One of the most sorrowful truths of our time involves famine experienced in many parts of the world, especially in Africa. It is almost as automatic and cyclical as the monsoon season. I’m sure that these people don’t “like” their situation—hunger, disease, desolation and conflict. But their situation is more so the result of a massive behavioral rut than the result of their inherent inability to change. Are these people any less sentient than anyone else? No. Are they less conscious than those who have worked out their agricultural and distribution systems and decided to end generations of fighting and feuding? In practice, yes. Are they less capable of making a conscious change? No.

Some have complained that “black” people hold a much smaller percentage of positions of power in the corporate world than “whites.” They cite every reason from racism to conspiracy, to racism. Racism in the form of slavery is clearly the progenitor of the disparity that exists today with regard to business ownership and control. However, today, racialist thinking continues to power that engine much more than racism does.

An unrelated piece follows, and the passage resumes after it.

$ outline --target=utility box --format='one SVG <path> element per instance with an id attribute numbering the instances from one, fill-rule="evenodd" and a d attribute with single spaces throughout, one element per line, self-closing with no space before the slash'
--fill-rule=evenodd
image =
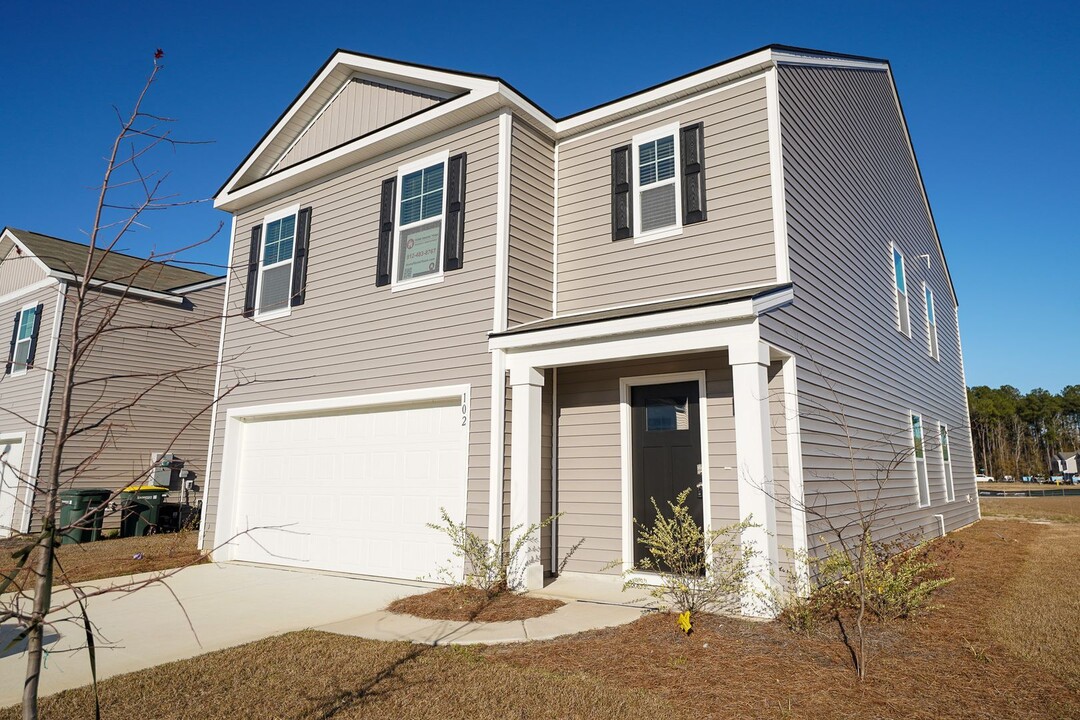
<path id="1" fill-rule="evenodd" d="M 184 467 L 184 461 L 172 453 L 154 453 L 151 459 L 152 467 L 148 478 L 149 484 L 169 488 L 170 490 L 178 490 L 180 470 Z"/>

Yet, racism often gets blamed when between people of different ethnic or social backgrounds get involved in a dispute.

When we begin to realize that neither our skin color nor our social, ethnic, or genetic history defines our quality as human beings, or the potential that we can achieve in our own lifetime, an important milestone in sentience will have been met.

Racist thinking presumes that because someone looks like we do, he or she will think like we do. It is also racist to think that because someone does not look like we do, he or she cannot or will not empathize with our situation, which can lead us to decide that we will not care about theirs.

Racialist thinking—meaning a belief in an “us” compared to another group of “them”—is what allows racist thinking to exist. When we embrace our own humanity and appreciate the common thread of ability we share with every other human being, racist thinking begins to break down. Eventually, so will the race-patterned disparities.

This will not be the end of disparities, for as long as there is free will; there will be variances in the quality of human experiences. But when we better understand and accept our oneness, as human beings, disparities that are presumed to be caused by one’s race-related capacity or incapacity, will disappear.

Variances in such factors as income, wealth, and property will exist as long as humans exist because not everyone wants to be a millionaire. Indeed, if everyone were a millionaire, it would no longer be considered a meaningful achievement. A loaf of bread would likely cost $500 instead of $2.

It will take time for people whose forebears have either historically, or habitually under achieved, to begin adopting new ways of believing, thinking, and then doing. But change does not begin without the conscious choice to embrace, rather than resist it, and the commitment to prepare one’s self for a successful journey, and the tenacity to see things through.